Davies Papers

No. 221
Memorandum by the Chairman of the President’s War Relief Control Board (Davies)1

Memorandum on Foreign Policy

The foreign policy of any country is nothing more or less than setting rules to govern its relations with nations and peoples outside of its own borders. The purpose of these rules, whether the country be great or small, is to protect its people from the outside, and then to promote the general welfare of the world and the administration of justice, consistent with its own well-being.

The primary concern is to prevent physical invasion, attack, or enslavement—Freedom from Fear. The next purpose is to preserve the standard of living and the way of life of its own people—Freedom from Want, and other freedoms.
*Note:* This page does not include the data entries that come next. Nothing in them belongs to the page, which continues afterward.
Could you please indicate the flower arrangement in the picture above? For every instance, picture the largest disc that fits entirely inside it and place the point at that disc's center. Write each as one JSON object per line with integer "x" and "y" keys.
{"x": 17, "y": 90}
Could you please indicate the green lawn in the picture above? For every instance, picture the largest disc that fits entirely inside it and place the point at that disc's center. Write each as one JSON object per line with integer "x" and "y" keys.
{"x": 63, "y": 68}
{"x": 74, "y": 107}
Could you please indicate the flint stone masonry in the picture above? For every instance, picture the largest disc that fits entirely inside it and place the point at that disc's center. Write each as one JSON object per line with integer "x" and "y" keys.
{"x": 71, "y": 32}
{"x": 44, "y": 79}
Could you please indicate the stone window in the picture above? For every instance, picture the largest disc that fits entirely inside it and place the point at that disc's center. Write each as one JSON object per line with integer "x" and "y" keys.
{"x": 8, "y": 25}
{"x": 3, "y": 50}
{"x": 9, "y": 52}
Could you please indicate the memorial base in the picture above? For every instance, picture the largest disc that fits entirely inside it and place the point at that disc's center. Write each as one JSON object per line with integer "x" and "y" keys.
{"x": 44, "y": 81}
To implement the foregoing general concepts of our basic foreign policy, the following is suggested:

1.
For the immediate future, the world threatens to be in a condition of ferment and instability. No nation, probably, will be willing to give up those protections which are required for its security against outside attack, until it is clearly established that the International Peace Organization and its Police Force will function to justly preserve the peace, and not be diverted to the destructive use of aggressors.
Our military and naval people know what the minimum requirements for such protections to our borders are. We should state clearly that [what?] our foreign policy is[.]
2.
We should also clearly declare that the western hemisphere, and the nations thereof, are our natural friends and immediate neighbors, and that we will protect the inviolability of this continent.
3.
We should declare that the fundamental spirit of our people is based upon the concepts of justice and liberty, and the Four Freedoms.2 [Page 250] These personal liberties are limited only by the principle that such individual rights shall not encroach upon the safety or the rights of the community. The principle of our people and country is to live and let live. It desires friendly relations with all its neighbors.
4.
We should declare that we desire no territory other than that which we have, and that we covet nothing of other nations.
5.
We should declare that the foreign policy of this country is based upon the principle that agreements between nations on essential matters should be clearly and specifically defined; that once these agreements are made, the United States will scrupulously fulfill every obligation, and will expect others to do the same.
6.
We should declare that the United States will not attempt to impose its political, religious, or social ideologies upon other peoples or nations. It concedes to each people the right to determine for themselves, under what conditions they wish to live, as determined by themselves, or “through whatever organ it thinks proper, whether King, Convention, Assembly, Committee, President, or anything else it may choose” (Thomas Jefferson).3 [It however demands that no aggressor shall impose by internal or external aggression—its ideologies upon other nations.4]
7.
It is the policy of our government and our people to do all that we can, consistent with preserving our way of life, to afford others the abundance of life, which an intelligent administration of the world should provide.

  1. In an interview with a Department of State historian on June 17, 1954, Davies identified this memorandum as one which probably accompanied copies of documents Nos. 33, 34, and 181 when those papers were transmitted to Byrnes on July 3, 1945.
  2. Four “essential human freedoms” were enumerated by President Franklin D. Roosevelt in an address to the Congress on January 6, 1941. For the text of his remarks on this subject, see Congressional Record, vol. 87, pt. 1, pp. 46–47.
  3. The quotation is from an instruction of March 12, 1793, from the Secretary of State to the American Minister at Paris. Full text in Paul Leicester Ford, ed., The Writings of Thomas Jefferson (New York, 1892–1899), vol. vi, p. 199.
  4. The sentence in brackets is a manuscript addition.